Digital Twin

Overview

In Tensor9's model, a Digital Twin represents the manifestation of a vendor’s Origin Stack within Tensor9’s infrastructure. The digital twin serves as a real-time reflection of the operational state of the corresponding Appliance running in the customer’s environment.

Digital twins provide vendors with observability into their app deployments by synchronizing logs, metrics, and events from the appliance. Depending on the resource type, digital twins may support different levels of fidelity, offering either simple status updates or detailed, real-time insights.

Motivation

  1. Deployment Validation: Digital twins confirm that resources from the origin stack have been deployed successfully in the appliance.
  2. Observability Without Access: Vendors can monitor the performance of their app running in the appliance without needing direct access to the customer’s infrastructure.
  3. Debugging: When an issue occurs, vendors can inspect the state of resources (e.g., containers, databases, functions) to diagnose failures.

Key Concepts

  • High-Fidelity Digital Twin: A digital twin is high-fidelity if it offers realtime/semi-realtime observability into logs, metrics, and state changes for complex resources (e.g., ECS clusters, EKS clusters, RDS databases).

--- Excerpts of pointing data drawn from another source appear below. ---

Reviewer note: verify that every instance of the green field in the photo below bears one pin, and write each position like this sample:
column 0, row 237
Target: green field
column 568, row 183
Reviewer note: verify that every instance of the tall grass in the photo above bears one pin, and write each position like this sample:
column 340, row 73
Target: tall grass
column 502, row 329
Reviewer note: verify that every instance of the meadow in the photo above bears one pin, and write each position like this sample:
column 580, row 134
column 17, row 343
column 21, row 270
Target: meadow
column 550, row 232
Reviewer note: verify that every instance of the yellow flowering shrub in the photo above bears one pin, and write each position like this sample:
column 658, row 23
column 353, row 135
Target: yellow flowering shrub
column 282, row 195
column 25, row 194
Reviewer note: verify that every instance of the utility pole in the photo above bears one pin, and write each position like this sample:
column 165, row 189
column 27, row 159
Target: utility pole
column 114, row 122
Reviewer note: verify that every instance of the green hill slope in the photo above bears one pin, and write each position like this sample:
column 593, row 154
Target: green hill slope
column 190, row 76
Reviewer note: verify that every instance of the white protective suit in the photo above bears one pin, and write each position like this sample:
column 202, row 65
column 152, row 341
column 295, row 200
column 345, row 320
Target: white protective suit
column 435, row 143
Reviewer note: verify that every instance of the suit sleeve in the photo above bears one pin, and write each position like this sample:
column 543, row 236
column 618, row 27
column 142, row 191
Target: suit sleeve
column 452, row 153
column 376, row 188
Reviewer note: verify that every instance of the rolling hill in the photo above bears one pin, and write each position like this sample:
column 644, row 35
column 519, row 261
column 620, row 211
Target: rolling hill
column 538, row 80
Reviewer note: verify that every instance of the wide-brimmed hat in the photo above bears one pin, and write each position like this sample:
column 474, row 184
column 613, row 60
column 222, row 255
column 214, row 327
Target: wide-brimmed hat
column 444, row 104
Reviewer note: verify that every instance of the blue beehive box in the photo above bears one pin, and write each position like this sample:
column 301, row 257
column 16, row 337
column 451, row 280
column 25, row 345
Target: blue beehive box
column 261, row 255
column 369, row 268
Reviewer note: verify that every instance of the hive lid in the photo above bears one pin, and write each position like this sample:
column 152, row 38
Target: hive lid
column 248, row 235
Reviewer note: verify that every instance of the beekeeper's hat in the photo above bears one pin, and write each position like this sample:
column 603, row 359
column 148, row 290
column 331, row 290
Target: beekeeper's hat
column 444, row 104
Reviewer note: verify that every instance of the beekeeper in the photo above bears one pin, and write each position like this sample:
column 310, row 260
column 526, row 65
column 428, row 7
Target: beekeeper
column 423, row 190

Vendors can monitor performance and debug failures using the digital twin without direct access to the customer’s environment.
  • Low-Fidelity Digital Twin: A digital twin is low-fidelity if it only indicates whether a resource exists within the appliance and reports status updates. Useful for validating successful deployments/rollbacks.
  • Synchronization: Tensor9 continuously synchronizes each digital twin with its corresponding appliance resource, ensuring that state changes and telemetry data are up-to-date.
  • Audit Logging: All telemetry viewed through a digital twin is appended to the customer’s audit log, ensuring full transparency.

Examples of Digital Twins

  • ECS Cluster: Provides insights into running services, tasks, and container logs.
  • S3 Bucket: Tracks whether the bucket exists and supports telemetry for data operations.
  • RDS Database: Mirrors key metrics such as query latency and connection counts.
  • Lambda Function: Displays logs and telemetry in a dashboard, reflecting invocation metrics.